Após denúncias de que um caminho de pedras, que era percorrido por escravizados há cerca de 200 anos, havia sido cimentado no Parque Municipal Gruta da Onça, no Centro de Vitória, a prefeitura suspendeu as obras. A trilha é classificada como um sítio arqueológico e qualquer intervenção na área precisa de anuência do Instituto do Patrimônio Histórico e Artístico Nacional (Iphan). Agora, a retomada do serviço somente vai acontecer após a manifestação do órgão.
A prefeitura foi notificada pelo Ministério Público do Espírito Santo (MPES) para prestar informações sobre o caso e o Iphan também iniciou uma investigação a partir da denúncia de descaracterização do sítio arqueológico, mas o secretário municipal de Obras, Gustavo Perin de Medeiros, disse que a decisão de paralisar a pavimentação foi por iniciativa da própria administração e que não houve determinação de outro órgão.

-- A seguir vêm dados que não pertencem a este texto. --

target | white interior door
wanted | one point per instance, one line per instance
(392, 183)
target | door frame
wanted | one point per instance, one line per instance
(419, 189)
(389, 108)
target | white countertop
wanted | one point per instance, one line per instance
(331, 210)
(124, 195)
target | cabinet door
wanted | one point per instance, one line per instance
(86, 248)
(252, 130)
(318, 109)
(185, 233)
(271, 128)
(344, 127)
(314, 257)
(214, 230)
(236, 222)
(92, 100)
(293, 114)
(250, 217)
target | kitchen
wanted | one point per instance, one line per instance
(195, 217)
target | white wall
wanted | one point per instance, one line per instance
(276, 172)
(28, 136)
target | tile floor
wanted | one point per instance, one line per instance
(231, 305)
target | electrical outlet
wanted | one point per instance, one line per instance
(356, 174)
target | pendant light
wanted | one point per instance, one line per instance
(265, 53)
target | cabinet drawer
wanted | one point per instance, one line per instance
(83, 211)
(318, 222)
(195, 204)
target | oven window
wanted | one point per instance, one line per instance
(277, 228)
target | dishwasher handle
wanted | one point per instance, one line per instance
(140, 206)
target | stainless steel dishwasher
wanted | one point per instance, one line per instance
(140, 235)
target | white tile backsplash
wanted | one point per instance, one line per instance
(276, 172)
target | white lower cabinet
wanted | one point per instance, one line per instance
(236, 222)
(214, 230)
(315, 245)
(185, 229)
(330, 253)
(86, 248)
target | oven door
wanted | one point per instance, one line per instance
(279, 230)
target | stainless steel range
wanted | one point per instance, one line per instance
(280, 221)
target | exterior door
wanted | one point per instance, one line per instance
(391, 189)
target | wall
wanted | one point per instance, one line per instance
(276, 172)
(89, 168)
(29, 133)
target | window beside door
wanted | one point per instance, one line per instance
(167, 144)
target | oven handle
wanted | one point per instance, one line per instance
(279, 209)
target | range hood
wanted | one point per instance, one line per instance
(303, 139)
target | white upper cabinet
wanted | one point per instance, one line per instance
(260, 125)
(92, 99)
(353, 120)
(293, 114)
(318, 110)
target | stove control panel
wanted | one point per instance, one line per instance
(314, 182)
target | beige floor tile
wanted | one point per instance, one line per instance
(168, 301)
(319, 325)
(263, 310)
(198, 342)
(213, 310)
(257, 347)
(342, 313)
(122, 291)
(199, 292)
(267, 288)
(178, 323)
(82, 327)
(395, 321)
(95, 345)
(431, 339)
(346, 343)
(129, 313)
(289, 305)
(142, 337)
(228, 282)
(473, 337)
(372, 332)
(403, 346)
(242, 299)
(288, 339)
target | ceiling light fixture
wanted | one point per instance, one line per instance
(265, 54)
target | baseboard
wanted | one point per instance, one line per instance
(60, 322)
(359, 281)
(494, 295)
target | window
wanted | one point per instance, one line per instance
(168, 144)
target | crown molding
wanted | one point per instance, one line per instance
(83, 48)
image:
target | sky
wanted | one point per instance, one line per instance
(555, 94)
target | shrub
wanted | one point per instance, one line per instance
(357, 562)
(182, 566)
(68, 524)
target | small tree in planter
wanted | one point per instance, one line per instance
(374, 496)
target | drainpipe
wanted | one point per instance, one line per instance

Gustavo Perin afirmou que, quando a atual gestão assumiu a prefeitura, 70% da obra já havia sido executada. De 1,1 mil metros de rampas, escadarias e degraus de drenagem, 750 metros estavam prontos. Para tanto, observou o secretário, já existia a licença de instalação.
A continuação da intervenção no parque não foi realizada logo no início da atual gestão, segundo Gustavo Perin, por falta de recursos. Após conseguir a dotação orçamentária, o projeto de recuperação foi retomado em julho. Desde então, foram executados mais 30 metros de pavimentação.
O secretário ressaltou que as equipes técnicas da prefeitura tinham conhecimento do sítio arqueológico na Gruta da Onça, mas consideravam que o projeto já tinha a anuência do Iphan, visto que a licença para a execução da obra havia sido concedida.
"Nossa surpresa foi tanta com a denúncia que nos debruçamos sobre o projeto e convidamos o Iphan para uma visita técnica ao local, e decidimos suspender a obra", pontuou Gustavo Perin.
O secretário assegurou que o sítio arqueológico está preservado, mas que a administração vai aguardar um posicionamento do Iphan para as orientações sobre como proceder e restabelecer a obra. Questionado sobre a notificação do MPES, Gustavo Perin falou que, a partir de uma reunião com o instituto, prevista para esta terça-feira (9), será possível prestar as informações sobre os procedimentos que serão adotados.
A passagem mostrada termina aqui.